Rosalind Franklin is best known for her informative X-ray diffraction patterns of DNA that provided vital clues for James Watson and Francis Crick's double-stranded helical model. Her scientific career did not end when she left the DNA work at King's College, however. In 1953 Franklin moved to J. D. Bernal's crystallography laboratory at Birkbeck College, where she shifted her focus to the three-dimensional structure of viruses, obtaining diffraction patterns of Tobacco mosaic virus (TMV) of unprecedented detail and clarity. During the next five years, while making significant headway on the structural determination of TMV, Franklin maintained an active correspondence with both Watson and Crick, who were also studying aspects of virus structure. Developments in TMV research during the 1950s illustrate the connections in the emerging field of molecular biology between structural studies of nucleic acids and of proteins and viruses. They also reveal how the protagonists of the "race for the double helix" continued to interact personally and professionally during the years when Watson and Crick's model for the double-helical structure of DNA was debated and confirmed.

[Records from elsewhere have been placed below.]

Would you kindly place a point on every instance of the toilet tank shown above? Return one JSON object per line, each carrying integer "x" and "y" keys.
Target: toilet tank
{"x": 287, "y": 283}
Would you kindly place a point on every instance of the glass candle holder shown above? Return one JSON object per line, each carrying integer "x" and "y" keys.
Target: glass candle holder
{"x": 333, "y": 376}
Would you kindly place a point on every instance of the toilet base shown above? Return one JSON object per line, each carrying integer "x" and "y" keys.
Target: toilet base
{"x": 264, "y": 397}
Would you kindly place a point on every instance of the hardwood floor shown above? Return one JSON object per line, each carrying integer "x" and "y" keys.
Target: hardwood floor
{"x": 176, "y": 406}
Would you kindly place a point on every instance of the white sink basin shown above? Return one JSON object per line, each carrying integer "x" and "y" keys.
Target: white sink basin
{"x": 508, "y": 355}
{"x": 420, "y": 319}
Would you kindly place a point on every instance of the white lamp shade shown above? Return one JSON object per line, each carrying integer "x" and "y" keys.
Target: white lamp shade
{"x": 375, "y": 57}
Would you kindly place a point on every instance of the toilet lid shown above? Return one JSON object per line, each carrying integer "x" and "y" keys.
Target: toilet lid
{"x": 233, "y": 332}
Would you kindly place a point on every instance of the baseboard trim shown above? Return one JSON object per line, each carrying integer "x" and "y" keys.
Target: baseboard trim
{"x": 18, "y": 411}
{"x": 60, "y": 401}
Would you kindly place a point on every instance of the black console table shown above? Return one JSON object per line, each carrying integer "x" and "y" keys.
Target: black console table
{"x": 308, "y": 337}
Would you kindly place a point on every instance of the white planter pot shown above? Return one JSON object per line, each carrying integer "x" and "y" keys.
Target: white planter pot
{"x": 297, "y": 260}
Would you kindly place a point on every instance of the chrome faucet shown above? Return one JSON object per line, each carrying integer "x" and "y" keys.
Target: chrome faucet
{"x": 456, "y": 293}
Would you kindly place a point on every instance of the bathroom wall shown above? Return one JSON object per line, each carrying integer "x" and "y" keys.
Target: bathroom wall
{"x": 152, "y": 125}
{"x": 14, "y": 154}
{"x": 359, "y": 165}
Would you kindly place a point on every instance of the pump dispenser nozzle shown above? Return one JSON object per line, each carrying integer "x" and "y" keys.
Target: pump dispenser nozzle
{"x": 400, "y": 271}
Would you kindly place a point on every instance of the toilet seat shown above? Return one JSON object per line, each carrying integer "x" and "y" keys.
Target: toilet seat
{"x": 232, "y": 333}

罗莎琳德·富兰克林最为人所知的是她拍摄的具有重要信息的DNA X射线衍射图谱,这些图谱为詹姆斯·沃森和弗朗西斯·克里克提出双链螺旋模型提供了关键线索。然而,她的科学事业在离开伦敦国王学院的DNA研究工作后并未结束。1953年,富兰克林搬到了伯克贝克学院J. D. 贝尔纳的晶体学实验室,在那里她将研究重点转向了病毒的三维结构,获得了前所未有的详细和清晰的烟草花叶病毒(TMV)衍射图谱。在接下来的五年里,富兰克林在TMV结构测定方面取得重大进展的同时,还与同样在研究病毒结构方面的沃森和克里克保持着积极的通信联系。20世纪50年代TMV研究的进展说明了新兴的分子生物学领域中核酸、蛋白质和病毒结构研究之间的联系。它们还揭示了在沃森和克里克关于DNA双螺旋结构模型的争论和确认的那些年里,“双螺旋竞赛”的参与者们在个人和专业层面上是如何继续互动的。